É claro que o dono da TV da foto não estava procurando “uma volta à inconveniência”, as pessoas assinam estes serviços porque ficou financeiramente inviável ter todos os canais de streaming — que justamente prometiam ser mais baratos que a TV por assinatura, no processo que outro dia chamei aqui de “esmerdelhamento”. Mas essa não é a pauta hoje. Estou mais interessado nessas coisas que pareciam uma ótima ideia, mas só porque é difícil pensar em todas as consequências.
Precisamos de mais conteúdo, mais opções, ou só curadoria? Eu posso pedir para o ChatGPT escrever o que eu quiser, mas… o que eu quero mesmo? Onde fica o papel da descoberta e da surpresa? Do "eu não sei o que eu não sei", até alguém mostrar pra gente?

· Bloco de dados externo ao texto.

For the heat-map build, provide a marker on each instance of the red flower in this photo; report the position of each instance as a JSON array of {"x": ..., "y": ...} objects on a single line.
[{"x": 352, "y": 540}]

Pelas boas práticas da “escrita moderna na Internet” e growth hacking, esta deveria ser a hora de eu amarrar tudo com um grande pensamento, uma lição profissional, uma tendência “a volta do linear!” ou um “call to action”: diga nos comentários… alguma coisa, eu só preciso do engajamento. Não é assim que a minha cabeça funciona. Eu não acho que o dono do canal pirata de IPTV esteja pensando na realidade pós-pós-moderna em um mundo cada vez mais fragmentado onde a atenção é moeda. Talvez seja só uma limitação técnica do sistema dele e a “Netflix 16” seja mais aleatória do que a minha cabeça. Eu só achei genial essa imagem, que, ainda por cima, provavelmente, é muito mais próxima da realidade do Brasil do que uma Apple TV instalada no Itaim.